We discovered that climate change could dramatically break the natural highways that connect coral reefs across the southwestern Pacific Ocean, but one location may survive as a critical refuge.
Coral reefs don’t exist in isolation. When reefs are damaged by bleaching or storms, they recover through baby corals (larvae) that drift from healthy reefs on ocean currents. These “larval highways” connect reefs across hundreds of kilometers, creating a network where damage in one location can be repaired by arrivals from another. Understanding these connections is crucial for protecting reefs in a warming world.
We created a computer model tracking how coral larvae travel between 850 reefs from the southern Great Barrier Reef to New Caledonia and Lord Howe Island over 13 years. We modeled two coral types –fast-growing branching corals and slow-growing boulder-shaped-corals –and simulated what would happen under three warming scenarios matching climate predictions through 2100.

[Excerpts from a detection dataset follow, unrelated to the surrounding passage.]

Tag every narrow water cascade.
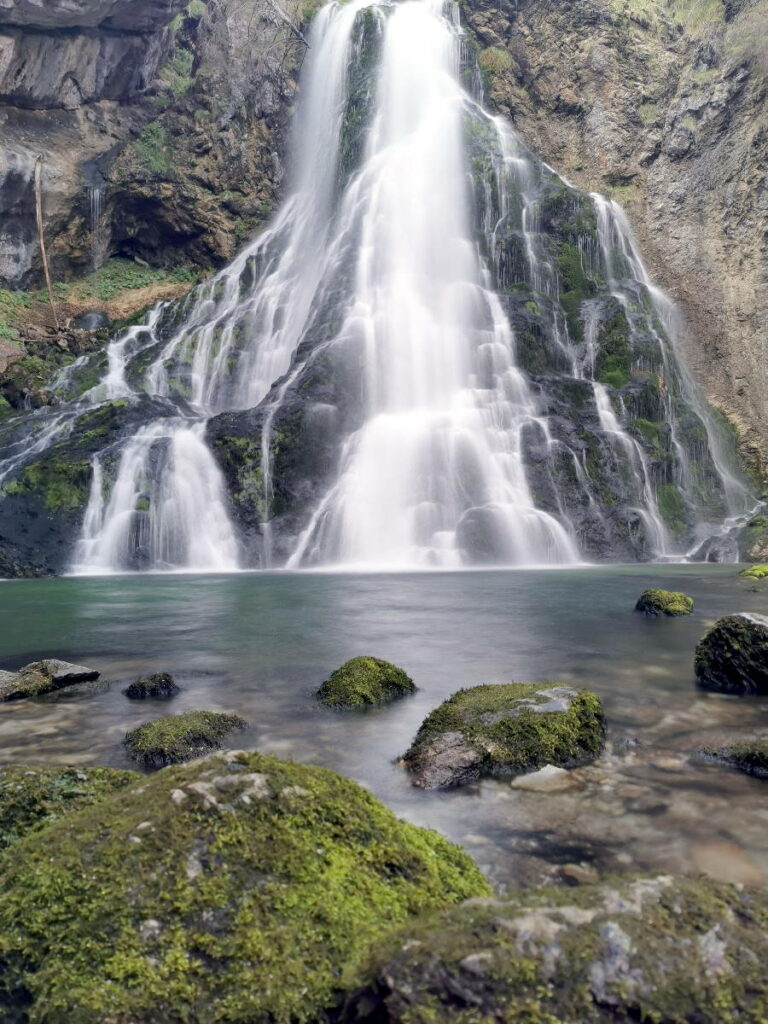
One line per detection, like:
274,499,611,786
12,0,755,572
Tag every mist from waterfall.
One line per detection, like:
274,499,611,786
61,0,749,572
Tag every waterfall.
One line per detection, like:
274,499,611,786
61,0,750,572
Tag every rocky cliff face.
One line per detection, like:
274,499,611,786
0,0,304,288
462,0,768,469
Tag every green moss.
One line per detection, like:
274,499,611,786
316,657,416,708
635,590,693,617
125,711,248,768
0,765,140,850
346,876,768,1024
403,682,605,776
0,753,489,1024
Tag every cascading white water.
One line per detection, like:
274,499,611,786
61,0,744,572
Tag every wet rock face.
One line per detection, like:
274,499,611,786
694,614,768,693
402,683,605,790
0,751,489,1024
344,876,768,1024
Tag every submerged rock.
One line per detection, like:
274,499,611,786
403,682,605,790
635,590,693,618
0,657,99,700
0,765,136,849
316,657,416,708
698,738,768,778
693,614,768,693
0,751,489,1024
124,711,248,768
123,672,179,700
343,876,768,1024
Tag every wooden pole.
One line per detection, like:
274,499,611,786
35,156,58,330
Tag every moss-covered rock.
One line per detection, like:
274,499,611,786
0,765,140,849
698,738,768,778
0,657,99,701
635,590,693,618
123,672,179,700
124,711,248,768
738,564,768,580
344,876,768,1024
0,752,489,1024
693,614,768,693
316,656,416,708
403,682,605,790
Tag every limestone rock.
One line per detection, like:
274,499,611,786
0,752,489,1024
693,614,768,693
403,682,605,790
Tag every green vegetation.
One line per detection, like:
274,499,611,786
124,711,248,768
316,657,416,708
635,590,693,618
403,682,605,777
0,752,490,1024
0,765,135,850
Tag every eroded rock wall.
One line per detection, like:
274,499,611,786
462,0,768,470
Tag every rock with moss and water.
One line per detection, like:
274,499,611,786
0,765,141,850
343,876,768,1024
693,613,768,693
402,682,605,790
0,657,99,700
0,751,490,1024
316,656,416,709
123,672,179,700
698,736,768,778
124,711,248,768
635,590,693,618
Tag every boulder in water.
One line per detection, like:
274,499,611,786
124,711,248,768
0,751,490,1024
693,613,768,693
0,765,136,850
0,657,99,700
698,737,768,778
316,656,416,709
123,672,179,700
342,876,768,1024
635,589,693,618
403,682,605,790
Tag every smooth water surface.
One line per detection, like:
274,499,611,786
0,565,768,884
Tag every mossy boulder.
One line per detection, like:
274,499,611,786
0,657,99,700
635,590,693,618
0,765,141,850
124,711,248,768
0,751,489,1024
699,737,768,778
693,614,768,693
738,564,768,580
123,672,179,700
316,656,416,708
402,682,605,790
343,876,768,1024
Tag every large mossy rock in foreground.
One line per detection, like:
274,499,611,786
693,614,768,693
635,590,693,618
403,683,605,790
344,877,768,1024
0,751,489,1024
124,711,248,768
0,765,137,850
316,656,416,708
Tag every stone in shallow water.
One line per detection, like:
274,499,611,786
693,613,768,693
0,657,99,700
0,752,490,1024
403,682,605,790
342,876,768,1024
635,590,693,618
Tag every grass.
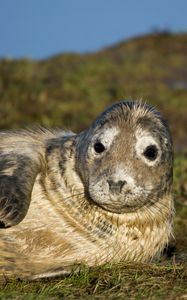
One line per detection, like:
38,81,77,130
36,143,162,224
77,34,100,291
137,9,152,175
0,34,187,300
0,152,187,300
0,262,187,300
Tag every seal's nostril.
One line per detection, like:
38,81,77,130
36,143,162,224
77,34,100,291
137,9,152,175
108,180,127,194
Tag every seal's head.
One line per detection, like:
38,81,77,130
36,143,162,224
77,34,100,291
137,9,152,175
77,101,173,213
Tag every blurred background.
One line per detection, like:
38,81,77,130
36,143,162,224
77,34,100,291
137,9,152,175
0,0,187,151
0,0,187,255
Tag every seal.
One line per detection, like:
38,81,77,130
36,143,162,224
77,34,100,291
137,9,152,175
0,101,174,279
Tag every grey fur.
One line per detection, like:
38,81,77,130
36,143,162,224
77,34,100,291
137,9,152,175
0,101,174,279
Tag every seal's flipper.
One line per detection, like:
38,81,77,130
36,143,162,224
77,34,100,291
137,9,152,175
0,134,44,228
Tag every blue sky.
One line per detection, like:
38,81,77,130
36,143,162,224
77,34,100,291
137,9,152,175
0,0,187,59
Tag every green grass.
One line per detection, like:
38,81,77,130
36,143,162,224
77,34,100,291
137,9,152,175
0,152,187,300
0,262,187,300
0,34,187,300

Our results reveal a troubling mismatch: the reefs we have identified as climate-resistant (harboring heat-tolerant corals) are poorly connected to other reefs, meaning their valuable genes won’t spread easily. Meanwhile, the reefs acting as major “larval suppliers” are kept cool by natural ocean currents, but their corals may not be ready for the extreme temperatures predicted for the future.
Under warming scenarios, connections collapsed dramatically, losing 67% at +1°C, 83% at +2.5°C, and 99% at +4°C. But Lord Howe Island, Australia’s southernmost coral reef, showed remarkable persistence. Its cooler waters may allow it to maintain connections when tropical reefs fail, potentially serving as a lifeboat for coral biodiversity.
These findings suggest we need to rethink coral reef protection. Rather than managing each protected area separately, managers should coordinate across international boundaries to protect the “stepping-stone” reefs in the Coral Sea that connect distant systems, and prioritize Lord Howe Island as a climate refuge reserve—it may be one of the last coral reef systems standing in this region by 2100.